What the law expects is boring:

  • a documented necessity assessment
  • a clear record of third-party considerations
  • a reasoning trail that would survive daylight
  • the alternatives you considered
  • the minimisation steps you took
  • and why you rejected or accepted them

In other words, the kind of record that means you can answer a regulator with something more substantial than: “We talked about it and we think it’s probably fine.”

The gap between those two mindsets is where most DSAR pain lives.

The weird thing you discover when you finally decide

The most surprising part of wrestling with a complex DSAR is this: the hardest decisions aren’t about what the law says. They’re about what you’re willing to stand behind.

It’s easy to talk about proportionality when everything is abstract.
It’s harder when you’re looking at a dataset that affects real people, or when senior staff want a certain outcome because it feels right, or when a volunteer questions something you’ve been arguing internally for days.

You learn very quickly that good governance isn’t about being right — it’s about being consistent. It’s about being able to say, with a straight face and a full audit trail: “We did this because the law required it, not because it was convenient.”

You also learn that “public interest” is a phrase people like to use when they simply want something to happen. And that minimisation is the principle most organisations forget exists until it becomes inconvenient.

Why this matters beyond any one case

People think DSARs are about disclosure. They’re not. They’re about the organisation’s self-understanding. They expose everything:

  • how well you know your systems
  • how shaky your access controls are
  • how much institutional memory you rely on
  • how you handle disagreement
  • how allergic your senior leadership is to slow, structured decision-making
  • how much your processes depend on personalities rather than principles

A DSAR is like turning on the lights in the server room you’ve been walking through by instinct. Suddenly you notice the tangle of cables, the unlabelled switches, the access someone still has from five years ago, and the realisation that your governance posture is basically hope with a spreadsheet.

So what counts as personal data?

After months of wrestling with it, my answer is painfully simple:

Personal data is whatever forces you to confront the fact that context is doing more work than you realised.

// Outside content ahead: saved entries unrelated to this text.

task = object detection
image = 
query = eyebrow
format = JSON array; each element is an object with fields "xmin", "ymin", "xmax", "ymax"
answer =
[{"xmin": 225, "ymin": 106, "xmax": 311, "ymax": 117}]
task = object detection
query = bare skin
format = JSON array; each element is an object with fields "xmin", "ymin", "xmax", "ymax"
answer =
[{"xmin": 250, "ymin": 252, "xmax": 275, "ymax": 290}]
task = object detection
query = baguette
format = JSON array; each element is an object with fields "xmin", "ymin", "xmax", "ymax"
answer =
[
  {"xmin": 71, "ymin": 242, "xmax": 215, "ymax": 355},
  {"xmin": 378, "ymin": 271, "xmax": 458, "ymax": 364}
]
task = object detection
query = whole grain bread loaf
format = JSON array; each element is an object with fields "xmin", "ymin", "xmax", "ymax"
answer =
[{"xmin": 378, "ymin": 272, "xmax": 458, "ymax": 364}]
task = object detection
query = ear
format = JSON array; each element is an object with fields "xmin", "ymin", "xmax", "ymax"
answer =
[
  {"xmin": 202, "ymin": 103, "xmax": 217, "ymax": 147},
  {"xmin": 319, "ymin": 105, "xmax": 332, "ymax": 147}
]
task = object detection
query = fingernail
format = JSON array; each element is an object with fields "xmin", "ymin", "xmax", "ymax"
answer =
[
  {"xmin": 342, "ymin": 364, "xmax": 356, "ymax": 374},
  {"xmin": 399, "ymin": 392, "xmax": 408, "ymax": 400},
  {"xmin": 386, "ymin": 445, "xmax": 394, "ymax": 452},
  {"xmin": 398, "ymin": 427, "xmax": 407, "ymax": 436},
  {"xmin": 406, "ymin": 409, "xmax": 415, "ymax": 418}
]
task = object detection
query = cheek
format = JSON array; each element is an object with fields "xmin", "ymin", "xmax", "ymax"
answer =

The law gives you the frame.
The organisation gives you the mess.
Your job is to bridge the gap without pretending one can be flattened to fit the other.

If there’s one thing I wish more organisations understood, it’s this:
DSARs are not admin.
They’re not customer service.
They’re not something you can rush out the door because the deadline is looming.

They’re governance in miniature.
And if you do them properly, they show you exactly where your weak points are — long before the ICO has to.